Credit reporting agency TransUnion said the 60-day auto delinquency rate rose to 0.83 percent from January through March, compared with 0.65 percent last year. While still relatively low, the rising figure shows that “consumers continue to be stressed,” said Peter Turek, TransUnion’s automotive vice president.
The increase echoes TransUnion data released in recent weeks that showed sharp jumps in first-quarter delinquency rates for mortgages and credit cards.
The rate at which people fell two months behind on their mortgage payments went up for the ninth-straight quarter, to 5.22 percent for the first three months of the year. That’s 62 percent higher than the first quarter of 2008.
The delinquency rate for bank-issued credit cards rose 11 percent from last year, to 1.32 percent for January through March.

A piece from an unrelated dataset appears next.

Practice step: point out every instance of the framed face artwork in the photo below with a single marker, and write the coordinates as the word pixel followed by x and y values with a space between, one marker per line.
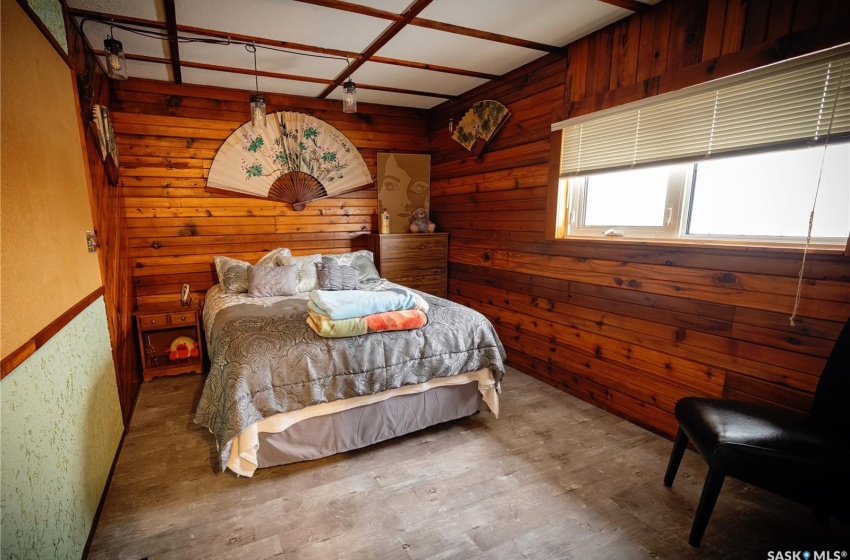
pixel 404 184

TransUnion compiles its data by randomly sampling records from its database of 27 million consumer credit reports.
Taken together, the figures indicate continued struggles to pay household bills as the unemployment rate jumped from 7.2 percent in December to 8.5 percent in March.
Auto delinquencies did edge down .03 percent from the fourth quarter of 2008 to the 2009 first quarter. But Turek said there is a strong seasonal pattern for late auto payments, and the slight improvement was not as strong as is typical.
The state with the highest auto loan delinquency is Mississippi, at 1.49 percent, followed by Louisiana at 1.4 percent.
Of the four states hit hardest by the mortgage meltdown, only California at 1.33 percent and Nevada at 1.28 percent, are in the top five in auto loan delinquencies.
In Michigan, 0.55 percent of borrowers with auto loans were behind 60 days or more in the first quarter, down from 0.68 percent in the fourth quarter and flat with the year-ago period. In Metro Detroit, 0.48 percent of auto loans were behind 60 days or more in the first quarter, TransUnion said.
As with other types of loans, South Dakota and North Dakota have the fewest delinquent auto loans, at 0.34 and 0.35 percent, respectively.
Meanwhile, as auto sales continue to be depressed, the average outstanding balance on auto loans slipped 1.9 percent, to $12,596 in the first quarter. In Michigan, the average outstanding auto loan balance stood at $11,173 in the first quarter, up from $11,009 in the fourth quarter and $10,610 in the first three months of 2008.
In Metro Detroit, battered by job losses, the average outstanding auto loan balance stood at $11,834 in the first three months of 2008, up from $11,009 in the fourth quarter of 2008 and $10,774 in the same period a year ago.
The nationwide decline in outstanding auto loan balances reflects the tight credit market and few loans being made, Turek said, along with a greater reluctance among consumers to take on new debt. From the first quarter of 2008 to the 2009 first quarter, the number of new auto loans plunged 40.5 percent, he said. Meanwhile, the average auto payment fell nearly 9 percent, to $361 from $395 a year ago.
Demand for new cars and trucks has plunged 37 percent this year as rising unemployment and the credit squeeze dampen sales.
TransUnion forecasts the rate of auto loan delinquencies will continue to rise through the end of the year, reaching about 1 percent. That’s the same level seen during the 2001 recession, Turek said. The agency also expects mortgage and credit card delinquencies to continue rising through the end of 2009.